For every thousand photos I take, there is one special image that stands out.
Amid the hundreds of landscapes, wildlife and portraits – plus the odd selfie – there are a few photos I keep going back to.
Five years ago, one of my closest friends Emily 💛and I set off on what was my first big trip of South East Asia when I started to experiment with photography.
I must have taken 6,000 photos on the backpacking trip, not wanting to forget a single moment. I’ve learned how to be a bit more systematic since then but my camera still feels like a novelty.
So here you have it, my six favourite snaps – my six of six thousand – from our first adventures in south east Asia.
I took this photo using the sport mode of my Canon DSLR while hanging out the back of a tuk tuk.
It had been raining heavily the day before and the mountain villages were flooded.
This little guy just happened to be standing on the side of the road when our truck drove past and smiled.
He looked so small against the mountains that stood taller than the clouds in the distance.
Little Hanoi is full of hustle and bustle – I will never forget how my head spun when we first arrived.
Besides Bangkok, Hanoi was one of the first big cities I experienced in south east Asia.
As we struggled to cross its hectic roads and move around in the heat, the locals hung back and took things slowly.
For me, this photo shows the juxtaposition of the Vietnamese laid back approach in an otherwise manic city.
This little fellow followed behind our sleeper bus as fast as his legs could carry him.
The roads intertwined through the clouds on the mountain’s edge in Laos.
From outside the window, there was nothing but atmosphere.

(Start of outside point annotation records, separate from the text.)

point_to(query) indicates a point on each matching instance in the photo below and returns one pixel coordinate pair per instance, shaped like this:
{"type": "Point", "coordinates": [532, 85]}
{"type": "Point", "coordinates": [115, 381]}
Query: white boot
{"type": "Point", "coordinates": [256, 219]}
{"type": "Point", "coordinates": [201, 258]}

We could barely see beyond our noses.
A little boy on his bicycle behind the bus kept emerging and disappearing back into the mist as we continued on to Vientiane.
As we walked around the weavers’ villages, it was clear not everybody wanted visitors.
This was the first and last community tour I have done. The idea of “touring” somebody’s home makes me feel uncomfortable and I prefer to just wander around by myself.
While the benefits of welcoming tourists were clear – visitors bought scarves and left donations – not everybody within the Thai community was convinced, myself included.
This mother sat on the edge of her bench until we were about to leave, when she held her baby and smiled.
I fully recommend taking the slow boat along the River Mekong into Laos.
Sure, there are faster ways to make the journey from Thailand than a two day slow boat, but cutting through the rainforest comes up trumps IMO.
For me it provided the perfect inspiration for some creative writing and gave me time to scribble in my diary and catch up the last few days backpacking in south east Asia.
Blue is azul
I don’t know what it is about this photo that makes me keep coming back.
There are so many more interesting pictures in my backpacking album but this one grabs me every time.
It takes me back to the moment we discovered this deserted beach in Cambodia.
We had to wade through wild jungly hills to get to the beach on the other side of Koh Rong island where there was not another person in site.
I captured this one using a tripod and the timer setting on my DSLR and managed to get a candid shot.
What are your favourite backpacking memories from south east Asia?